Dans le texte de 30 pages, rejeté par la Russie, un paragraphe stipule que «la Conférence exprime sa grande inquiétude» concernant les activités militaires autour des centrales ukrainiennes, «en particulier» Zaporojié, et que la «perte de contrôle» de ce site par les autorités ukrainiennes constituait un «impact important sur la sécurité».
«La conférence reconnait que la perte de contrôle des installations nucléaires […] empêche les autorités ukrainiennes compétentes et l’AIEA de veiller à ce que les activités de garantie puissent être mises en œuvre de manière efficace et sûre», insiste ce passage, selon la branche française de la Campagne internationale pour abolir les armes nucléaires (ICAN).
«Pour la première fois le pilier “nucléaire civil” pourrait donc être “la cause” de l’échec d’une conférence d’examen du TNP», a réagi sur Twitter Jean-Marie Collin, porte-parole de l’ICAN en France.
Pour la première fois le pilier "#nucléaire civil" pourrait donc être "la cause" de l'échec d'une conférence d'examen du TNP #NPTRevCon#NPT2022 …

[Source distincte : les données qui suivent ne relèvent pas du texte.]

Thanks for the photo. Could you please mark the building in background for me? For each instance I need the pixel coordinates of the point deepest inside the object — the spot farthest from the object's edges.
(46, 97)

Et une bonne excuse de non-action ! https://t.co/oV18XEedeQ— Jean-Marie Collin (@jmc_nonukes) August 26, 2022
La centrale de Zaporojié, toujours sous le feu de l’artillerie
Située dans la ville d’Energodar, sur la rive gauche du Dniepr, cette centrale qui alimente la ville de Zaporojié est aux mains de l’armée russe depuis le début de son opération militaire en Ukraine. Considérée comme la plus grosse centrale d’Europe, avec ses six réacteurs nucléaires de 1 000 mégawattheures, elle représente un cinquième de la production électrique ukrainienne.
Depuis sa capture par les troupes russes le 4 mars, le président ukrainien Volodymyr Zelensky accuse Moscou de recourir à la «terreur nucléaire», mettant en garde contre une éventuelle «catastrophe nucléaire», un «nouveau Tchernobyl» qui pourrait entraîner «la fin de l’Europe». Kiev accuse régulièrement la Russie de frapper la centrale.
De son côté, le président russe Vladimir Poutine a mis en garde, lors d’un entretien avec son homologue français Emmanuel Macron le 19 août, contre la possibilité d’une «catastrophe de grande envergure» à la centrale. Il a mis en cause les «bombardements systématiques par les militaires ukrainiens du territoire de la centrale nucléaire» et appelé à éviter «une catastrophe de grande envergure qui pourrait entraîner une contamination radioactive de vastes territoires».
La Russie demande depuis plusieurs mois une inspection de l’Agence internationale de l’énergie atomique (AIEA), initiative à laquelle Kiev s’est catégoriquement opposé durant des mois. «La visite de la centrale ne deviendra possible que quand l’Ukraine reprendra le contrôle sur le site», écrivait début juin sur Telegram Energoatom, l’opérateur ukrainien.
D’après la conseillère du ministre ukrainien de l’Énergie, Lana Zerkal, des experts de l’agence pourraient se rendre sur place «la semaine prochaine». Le 24 août, le directeur de l’AIEA, Rafael Grossi, et celui de l’agence russe Rosatom, Alexeï Likhatchev, s’étaient rencontrés à Istanbul afin de discuter «en détail l’ensemble des sujets relatifs à l’inspection prévue par l’AIEA de la centrale nucléaire».